Nunca te apartás de la larga tradición del ensayo crítico de América Latina. Hace unos años Rafael Gutiérrez Girardot desmentía la ratio eurocéntrica acerca de la inexistencia de una tradición filosófica en el continente americano proponiendo que el ensayo y la poesía encarnaban ese supuesto vacío. En esa línea pero con paradigmas epistemológicos distintos Roberto Fernández Retamar reclamaba el derecho de los latinoamericanos al discurso teórico. ¿Cómo se inserta tu propuesta del “balbuceo teórico latinoamericano” en esta tradición y cómo también se aparta de ella?
-Girardot, Retamar, Rama, Cornejo y muchos más –Jorge Luis Borges o Juan Carlos Onetti- son parte de un conjunto en el que hay que incluir desde Sor Juana de la Cruz hasta las mujeres que hoy marcan la cancha con particular fuerza. Me he nutrido y me nutro de todos y todas. Eso no significa que los repita o que no tenga matices con ellos y ellas. Pero he aprendido, por eso reivindico lo que llamo “el balbuceo teórico latinoamericano” porque es un lugar descentrado o negado por popes y papisas de América Latina –aquí y afuera- que juegan otros juegos. Mi énfasis en el “balbuceo latinoamericano” es una provocación, pero sobre todo es la reivindicación del discurso del Otro, de los muchos y heterogéneos otros. Aquellos a quienes no se les permite hablar o se descalifica cualquier cosa que digan o peor borren sus palabras, sus acciones, sus vidas como ha ocurrido en nuestros países y también en casi todo el mundo desde hace siglos.

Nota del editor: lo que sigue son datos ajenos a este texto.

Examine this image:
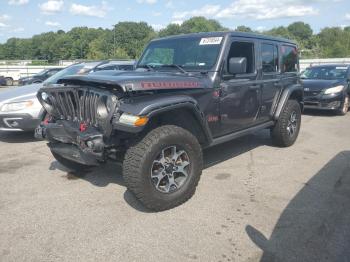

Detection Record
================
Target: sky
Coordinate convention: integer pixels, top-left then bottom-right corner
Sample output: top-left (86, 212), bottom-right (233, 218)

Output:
top-left (0, 0), bottom-right (350, 43)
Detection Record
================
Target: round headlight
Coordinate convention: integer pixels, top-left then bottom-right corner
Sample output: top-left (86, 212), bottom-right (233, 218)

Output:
top-left (41, 92), bottom-right (49, 102)
top-left (106, 96), bottom-right (117, 113)
top-left (97, 97), bottom-right (108, 119)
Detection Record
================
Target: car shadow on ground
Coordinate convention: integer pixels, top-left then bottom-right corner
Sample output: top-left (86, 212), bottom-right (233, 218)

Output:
top-left (246, 151), bottom-right (350, 262)
top-left (49, 130), bottom-right (272, 213)
top-left (303, 109), bottom-right (339, 117)
top-left (0, 131), bottom-right (39, 143)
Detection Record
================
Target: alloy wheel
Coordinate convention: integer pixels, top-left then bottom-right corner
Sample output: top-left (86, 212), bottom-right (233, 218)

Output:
top-left (151, 145), bottom-right (191, 193)
top-left (287, 111), bottom-right (298, 137)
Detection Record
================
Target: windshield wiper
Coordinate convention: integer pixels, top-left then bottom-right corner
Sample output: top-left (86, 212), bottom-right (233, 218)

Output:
top-left (138, 64), bottom-right (156, 71)
top-left (160, 64), bottom-right (189, 75)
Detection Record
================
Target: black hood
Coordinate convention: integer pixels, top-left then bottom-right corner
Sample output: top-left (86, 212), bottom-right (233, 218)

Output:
top-left (302, 79), bottom-right (346, 91)
top-left (58, 71), bottom-right (211, 92)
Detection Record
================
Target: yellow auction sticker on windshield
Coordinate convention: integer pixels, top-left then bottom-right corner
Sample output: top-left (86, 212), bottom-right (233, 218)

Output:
top-left (199, 37), bottom-right (222, 45)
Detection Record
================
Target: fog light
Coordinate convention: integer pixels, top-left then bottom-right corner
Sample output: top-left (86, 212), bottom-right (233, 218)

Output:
top-left (9, 120), bottom-right (19, 127)
top-left (119, 113), bottom-right (149, 127)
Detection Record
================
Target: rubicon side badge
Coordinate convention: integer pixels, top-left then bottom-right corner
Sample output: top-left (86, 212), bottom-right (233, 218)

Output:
top-left (79, 123), bottom-right (88, 132)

Piedra, papel y tijera se cierra con un ensayo deslumbrante sobre los últimos días de José Enrique Rodó en Italia. Al comienzo de Habla el Huérfano hablás de La muerte de Rodó, la novela que venís prometiendo desde hace mucho tiempo. Y transcribís una frase de Rodó que tiene una vigencia tremenda, como si él mismo entrara cómodamente al siglo XXI, de hecho te preguntás: “¿Está muerto Rodó?”. La cita es “La experiencia del pasado no puede cooperar en la previsión del porvenir”. Uno se pregunta ¿qué pasa entonces con la memoria, qué validez tiene?
-La experiencia del pasado por sí sola no lo puede. Porque, ¿de qué pasado hablamos cuando nos referimos a él? La historia oficial ya mostraba que detrás de ciertos relatos hay muchos muertos o relatos silenciados. La memoria nos puede salvar si se acepta que no hay una única memoria sino múltiples memorias. O, parafraseando a Andrea Giunta, no hay una única memoria dominante y otras –las nuestras- periféricas; lo que hay son memorias simultáneas. Sobre ellas –convertidas en campos de batallas- están muchos, muchas, otros Otros peleando por construir un relato, EL relato. Las batallas por la memoria son indispensables si no para prevenir el porvenir, al menos para que los eventuales futuros no nos encuentren desarmados o desamparados. Recordar no significa repetir el pasado. En el recordar está el modo de ayudar a cambiar los errores del pasado frente a los posibles o probables futuros que se nos vienen encima.